Alguns desses minerais são pouco encontrados no organismo humano, apesar da grande importância que possuem para o nosso desenvolvimento. Certos componentes presentes nas algas kelp podem até ser usados como fontes medicinais. O iodo, por exemplo, é usado no combate ao desenvolvimento de doenças na tireoide. Além de possuírem grandes quantidades de minerais, as kelp também contém vitaminas C, E, K e D.

O grande teor de açúcar presente nas algas kelp faz com que elas sejam até uma fonte viável para produção de álcool para combustível. Elas também podem ser usadas como suplementação para humanos e animais e, como adubo, as algas repõem minerais e estimulam o crescimento de micro-organismos.

Velocidade de reprodução das algas kelp

Uma das particularidades das algas kelp diz respeito ao seu rápido crescimento. Estudos afirmam que esses organismos podem crescer até meio metro por dia, o que faz com que não seja difícil encontrar uma floresta de kelp - ela pode crescer até 90 metros de altura e essas florestas podem ser encontradas nas águas pouco profundas da maioria dos oceanos do mundo.

As algas kelp podem ajudar a aliviar a acidificação dos oceanos?

Diversos pesquisadores especulam que as algas kelp podem proteger os ecossistemas costeiros, ajudando a aliviar a acidificação causada pelo excesso de carbono atmosférico sendo absorvido pelos mares.

Uma nova análise interdisciplinar buscou investigar mais a fundo o potencial de mitigação da acidificação das algas. As descobertas da equipe mostram que perto da superfície do oceano, o pH da água era ligeiramente mais alto, ou menos ácido, sugerindo que o dossel das algas reduz a acidez. No entanto, esses efeitos não se estenderam ao fundo do oceano, onde moram sensíveis corais de água fria, ouriços e crustáceos e a maior acidificação ocorreu.

"Uma das principais conclusões para mim é a limitação dos benefícios potenciais da produtividade das algas", disse Hirsh, o principal autor do estudo.
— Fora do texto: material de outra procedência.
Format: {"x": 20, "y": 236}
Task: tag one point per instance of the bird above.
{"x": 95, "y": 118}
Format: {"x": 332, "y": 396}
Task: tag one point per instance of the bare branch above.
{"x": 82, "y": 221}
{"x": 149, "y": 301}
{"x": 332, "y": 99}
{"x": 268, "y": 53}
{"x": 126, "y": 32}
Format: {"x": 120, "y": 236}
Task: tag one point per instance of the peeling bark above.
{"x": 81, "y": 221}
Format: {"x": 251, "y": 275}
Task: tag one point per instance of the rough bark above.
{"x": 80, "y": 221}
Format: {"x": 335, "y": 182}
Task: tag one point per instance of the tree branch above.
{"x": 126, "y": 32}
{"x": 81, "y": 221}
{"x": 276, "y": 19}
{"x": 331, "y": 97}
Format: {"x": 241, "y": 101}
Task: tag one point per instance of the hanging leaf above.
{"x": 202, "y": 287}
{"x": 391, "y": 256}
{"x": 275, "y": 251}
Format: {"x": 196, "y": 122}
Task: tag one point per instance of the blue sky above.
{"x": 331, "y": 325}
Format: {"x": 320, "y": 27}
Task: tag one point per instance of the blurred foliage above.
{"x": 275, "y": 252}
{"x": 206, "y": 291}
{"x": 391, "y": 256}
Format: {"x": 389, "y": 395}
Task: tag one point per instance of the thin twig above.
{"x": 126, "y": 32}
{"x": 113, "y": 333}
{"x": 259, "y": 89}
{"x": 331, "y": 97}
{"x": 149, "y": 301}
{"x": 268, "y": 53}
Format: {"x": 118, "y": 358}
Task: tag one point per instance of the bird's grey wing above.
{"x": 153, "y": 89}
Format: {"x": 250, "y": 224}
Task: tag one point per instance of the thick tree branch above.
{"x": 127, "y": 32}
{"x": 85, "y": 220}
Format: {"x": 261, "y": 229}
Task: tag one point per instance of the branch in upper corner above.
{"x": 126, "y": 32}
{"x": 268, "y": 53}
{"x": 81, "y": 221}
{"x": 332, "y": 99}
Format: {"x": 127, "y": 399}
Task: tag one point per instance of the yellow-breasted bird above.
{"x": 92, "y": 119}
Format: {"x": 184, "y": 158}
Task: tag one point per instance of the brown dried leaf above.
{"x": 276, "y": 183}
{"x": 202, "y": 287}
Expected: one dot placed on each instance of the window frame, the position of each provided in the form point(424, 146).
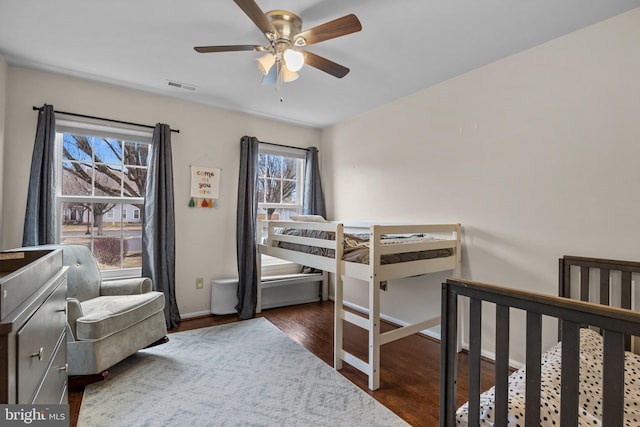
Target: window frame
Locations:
point(271, 264)
point(290, 152)
point(101, 131)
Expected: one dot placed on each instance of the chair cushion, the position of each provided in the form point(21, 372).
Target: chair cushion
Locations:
point(106, 315)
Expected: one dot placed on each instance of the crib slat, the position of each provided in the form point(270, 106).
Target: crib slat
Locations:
point(449, 357)
point(625, 301)
point(475, 343)
point(604, 286)
point(570, 374)
point(533, 356)
point(613, 381)
point(502, 365)
point(584, 283)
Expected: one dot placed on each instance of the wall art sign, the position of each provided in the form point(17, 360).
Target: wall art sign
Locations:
point(205, 186)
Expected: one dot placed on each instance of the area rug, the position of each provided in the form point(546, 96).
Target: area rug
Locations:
point(246, 373)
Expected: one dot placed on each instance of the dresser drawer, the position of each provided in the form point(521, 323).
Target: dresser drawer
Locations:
point(54, 386)
point(37, 340)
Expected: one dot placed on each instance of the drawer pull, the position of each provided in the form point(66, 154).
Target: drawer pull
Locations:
point(38, 354)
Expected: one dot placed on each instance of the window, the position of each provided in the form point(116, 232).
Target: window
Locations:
point(280, 182)
point(280, 193)
point(101, 174)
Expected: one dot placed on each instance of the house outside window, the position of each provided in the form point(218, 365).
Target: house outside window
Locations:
point(280, 182)
point(101, 173)
point(280, 193)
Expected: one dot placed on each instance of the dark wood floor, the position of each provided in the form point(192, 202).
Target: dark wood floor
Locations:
point(410, 367)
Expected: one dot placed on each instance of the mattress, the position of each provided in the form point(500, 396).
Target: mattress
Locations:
point(590, 388)
point(356, 246)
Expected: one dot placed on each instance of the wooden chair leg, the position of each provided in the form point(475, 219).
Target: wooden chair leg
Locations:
point(79, 381)
point(162, 340)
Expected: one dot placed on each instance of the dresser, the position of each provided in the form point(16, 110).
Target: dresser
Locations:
point(33, 349)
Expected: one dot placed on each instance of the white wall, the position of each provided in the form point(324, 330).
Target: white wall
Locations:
point(536, 155)
point(205, 238)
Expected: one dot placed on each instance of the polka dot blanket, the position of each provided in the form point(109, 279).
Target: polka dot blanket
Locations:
point(590, 412)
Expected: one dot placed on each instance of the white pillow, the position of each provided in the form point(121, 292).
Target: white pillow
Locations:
point(308, 218)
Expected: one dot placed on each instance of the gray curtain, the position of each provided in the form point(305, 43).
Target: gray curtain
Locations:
point(39, 219)
point(158, 225)
point(246, 228)
point(313, 203)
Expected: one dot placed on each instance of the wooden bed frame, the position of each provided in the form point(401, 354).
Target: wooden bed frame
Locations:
point(374, 273)
point(616, 325)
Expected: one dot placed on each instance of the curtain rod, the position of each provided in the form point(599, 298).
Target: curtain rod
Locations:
point(103, 119)
point(284, 146)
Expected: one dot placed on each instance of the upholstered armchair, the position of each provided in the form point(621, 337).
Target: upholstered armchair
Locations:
point(107, 321)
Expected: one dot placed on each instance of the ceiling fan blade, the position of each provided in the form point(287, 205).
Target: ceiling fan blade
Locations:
point(253, 11)
point(323, 64)
point(230, 48)
point(329, 30)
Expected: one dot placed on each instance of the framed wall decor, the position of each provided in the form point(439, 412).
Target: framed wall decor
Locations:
point(205, 186)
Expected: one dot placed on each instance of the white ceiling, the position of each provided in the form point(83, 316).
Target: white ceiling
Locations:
point(404, 46)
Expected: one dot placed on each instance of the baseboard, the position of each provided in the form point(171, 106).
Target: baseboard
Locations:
point(195, 314)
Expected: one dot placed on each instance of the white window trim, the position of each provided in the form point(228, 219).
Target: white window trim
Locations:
point(68, 126)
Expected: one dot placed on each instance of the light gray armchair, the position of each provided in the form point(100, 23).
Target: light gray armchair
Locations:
point(107, 321)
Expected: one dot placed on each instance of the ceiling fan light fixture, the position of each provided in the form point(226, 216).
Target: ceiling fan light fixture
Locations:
point(288, 75)
point(294, 60)
point(265, 63)
point(271, 77)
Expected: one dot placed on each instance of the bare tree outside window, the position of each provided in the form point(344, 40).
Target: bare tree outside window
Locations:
point(94, 169)
point(277, 182)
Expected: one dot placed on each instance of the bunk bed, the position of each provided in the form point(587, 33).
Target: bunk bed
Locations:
point(593, 372)
point(375, 253)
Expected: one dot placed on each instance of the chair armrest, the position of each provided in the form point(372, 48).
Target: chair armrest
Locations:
point(133, 286)
point(74, 312)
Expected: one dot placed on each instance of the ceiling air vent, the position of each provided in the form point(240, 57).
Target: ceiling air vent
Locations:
point(184, 86)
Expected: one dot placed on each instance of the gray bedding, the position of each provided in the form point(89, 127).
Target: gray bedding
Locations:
point(356, 247)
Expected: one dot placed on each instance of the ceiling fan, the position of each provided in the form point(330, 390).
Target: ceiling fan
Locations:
point(283, 30)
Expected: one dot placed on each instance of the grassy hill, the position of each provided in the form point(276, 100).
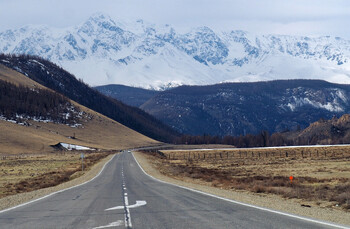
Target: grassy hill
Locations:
point(61, 81)
point(96, 131)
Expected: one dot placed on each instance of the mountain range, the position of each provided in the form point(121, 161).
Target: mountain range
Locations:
point(102, 51)
point(240, 108)
point(57, 79)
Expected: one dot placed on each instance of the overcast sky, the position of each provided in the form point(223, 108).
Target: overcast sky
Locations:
point(296, 17)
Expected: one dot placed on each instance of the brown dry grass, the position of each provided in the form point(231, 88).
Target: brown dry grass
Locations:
point(321, 175)
point(31, 172)
point(99, 132)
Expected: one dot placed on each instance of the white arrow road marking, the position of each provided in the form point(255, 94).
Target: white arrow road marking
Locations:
point(114, 224)
point(139, 203)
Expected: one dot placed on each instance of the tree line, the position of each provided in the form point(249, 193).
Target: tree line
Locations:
point(19, 101)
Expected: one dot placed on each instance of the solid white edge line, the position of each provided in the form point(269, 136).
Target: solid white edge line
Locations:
point(244, 204)
point(53, 193)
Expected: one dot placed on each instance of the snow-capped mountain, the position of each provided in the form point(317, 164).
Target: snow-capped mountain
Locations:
point(103, 51)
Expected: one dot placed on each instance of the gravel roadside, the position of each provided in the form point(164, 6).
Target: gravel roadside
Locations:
point(263, 200)
point(21, 198)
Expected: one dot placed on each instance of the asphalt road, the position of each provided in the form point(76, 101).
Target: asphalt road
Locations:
point(134, 200)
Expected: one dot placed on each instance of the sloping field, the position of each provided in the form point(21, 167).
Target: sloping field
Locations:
point(97, 131)
point(321, 175)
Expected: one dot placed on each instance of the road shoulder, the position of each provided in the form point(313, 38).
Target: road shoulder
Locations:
point(14, 200)
point(274, 202)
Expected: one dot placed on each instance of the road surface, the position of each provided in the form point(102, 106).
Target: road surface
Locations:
point(122, 196)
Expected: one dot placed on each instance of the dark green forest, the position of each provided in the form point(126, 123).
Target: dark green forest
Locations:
point(18, 103)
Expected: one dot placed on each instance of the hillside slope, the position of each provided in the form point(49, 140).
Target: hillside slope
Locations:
point(57, 79)
point(132, 96)
point(26, 133)
point(248, 108)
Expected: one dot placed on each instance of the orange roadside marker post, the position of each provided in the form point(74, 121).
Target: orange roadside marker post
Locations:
point(291, 179)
Projetando uma solução baseada na natureza

Embora este projeto analise o potencial das algas para mudar o ambiente local em curto prazo, ele também abre as portas para a compreensão dos impactos de longo prazo, como a capacidade de cultivar 'carbono azul', o sequestro subaquático de dióxido de carbono.
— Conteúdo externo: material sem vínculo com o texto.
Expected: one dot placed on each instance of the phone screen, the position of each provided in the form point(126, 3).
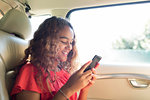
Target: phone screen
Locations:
point(95, 60)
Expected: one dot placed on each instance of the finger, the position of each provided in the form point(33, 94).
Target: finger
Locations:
point(93, 71)
point(87, 73)
point(96, 65)
point(93, 77)
point(84, 66)
point(89, 77)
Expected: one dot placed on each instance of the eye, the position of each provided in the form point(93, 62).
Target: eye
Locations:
point(64, 42)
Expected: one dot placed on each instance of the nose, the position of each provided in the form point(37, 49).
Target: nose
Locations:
point(69, 46)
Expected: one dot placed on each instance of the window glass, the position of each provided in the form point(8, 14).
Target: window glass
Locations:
point(36, 21)
point(120, 33)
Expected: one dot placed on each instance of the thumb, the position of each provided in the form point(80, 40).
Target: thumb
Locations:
point(84, 66)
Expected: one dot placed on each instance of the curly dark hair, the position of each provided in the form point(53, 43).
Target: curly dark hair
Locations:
point(43, 47)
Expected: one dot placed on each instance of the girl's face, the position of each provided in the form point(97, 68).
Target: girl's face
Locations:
point(65, 43)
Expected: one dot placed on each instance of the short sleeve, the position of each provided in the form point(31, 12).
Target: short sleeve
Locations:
point(26, 80)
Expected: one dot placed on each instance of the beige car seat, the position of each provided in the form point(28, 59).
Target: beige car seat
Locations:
point(15, 29)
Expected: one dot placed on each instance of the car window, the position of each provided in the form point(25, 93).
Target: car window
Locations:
point(37, 20)
point(119, 33)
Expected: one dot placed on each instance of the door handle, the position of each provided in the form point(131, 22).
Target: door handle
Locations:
point(135, 80)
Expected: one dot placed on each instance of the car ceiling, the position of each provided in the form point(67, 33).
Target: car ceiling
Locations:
point(45, 6)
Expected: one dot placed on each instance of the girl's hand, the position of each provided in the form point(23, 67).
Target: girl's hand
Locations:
point(80, 79)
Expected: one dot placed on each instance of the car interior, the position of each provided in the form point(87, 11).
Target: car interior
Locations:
point(115, 80)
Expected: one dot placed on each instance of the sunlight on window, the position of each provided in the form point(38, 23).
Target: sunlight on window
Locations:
point(118, 33)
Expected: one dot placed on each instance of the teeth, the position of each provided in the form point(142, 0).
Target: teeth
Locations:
point(65, 53)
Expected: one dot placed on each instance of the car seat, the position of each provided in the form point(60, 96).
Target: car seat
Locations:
point(15, 29)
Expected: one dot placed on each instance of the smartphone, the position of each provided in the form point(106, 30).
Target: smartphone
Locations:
point(95, 60)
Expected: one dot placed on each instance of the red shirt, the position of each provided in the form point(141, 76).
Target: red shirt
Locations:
point(26, 81)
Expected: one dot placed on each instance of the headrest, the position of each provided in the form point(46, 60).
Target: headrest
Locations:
point(16, 22)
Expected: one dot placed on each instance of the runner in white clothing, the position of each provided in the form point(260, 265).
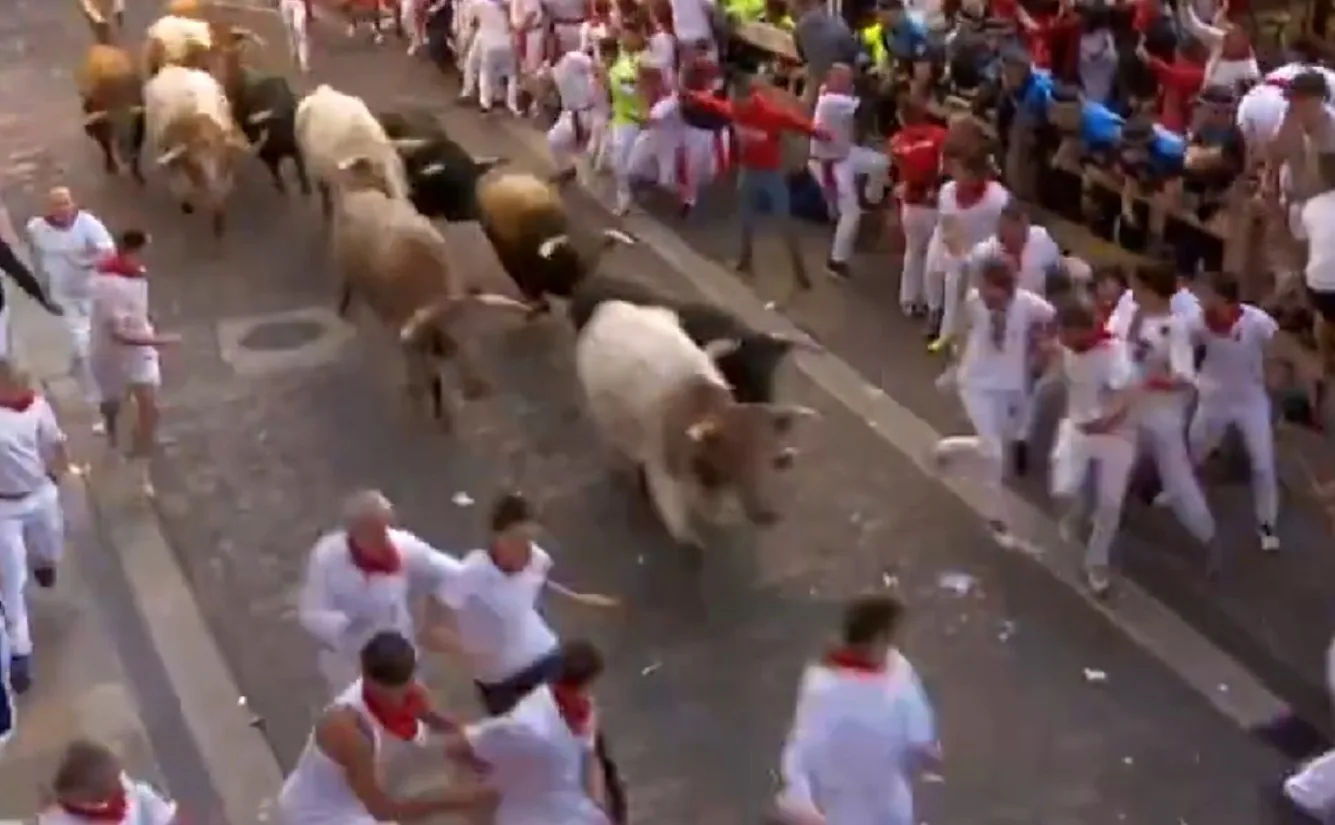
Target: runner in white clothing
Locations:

"Uma das razões para fazer isso é permitir o projeto de florestas de kelp que podem ser consideradas como uma opção de carbono azul", disse o co-autor Stephen Monismith, professor Obayashi na Escola de Engenharia. "Entender exatamente como as algas funcionam mecanicamente e quantitativamente é muito importante."

Embora o potencial de mitigação das florestas de kelp no dossel não tenha alcançado os organismos sensíveis no fundo do mar, os pesquisadores encontraram um ambiente geral menos ácido dentro da floresta de kelp em comparação com fora dela. Os organismos que vivem no dossel ou podem se mover para dentro dele têm maior probabilidade de se beneficiar do alívio da acidificação local das algas.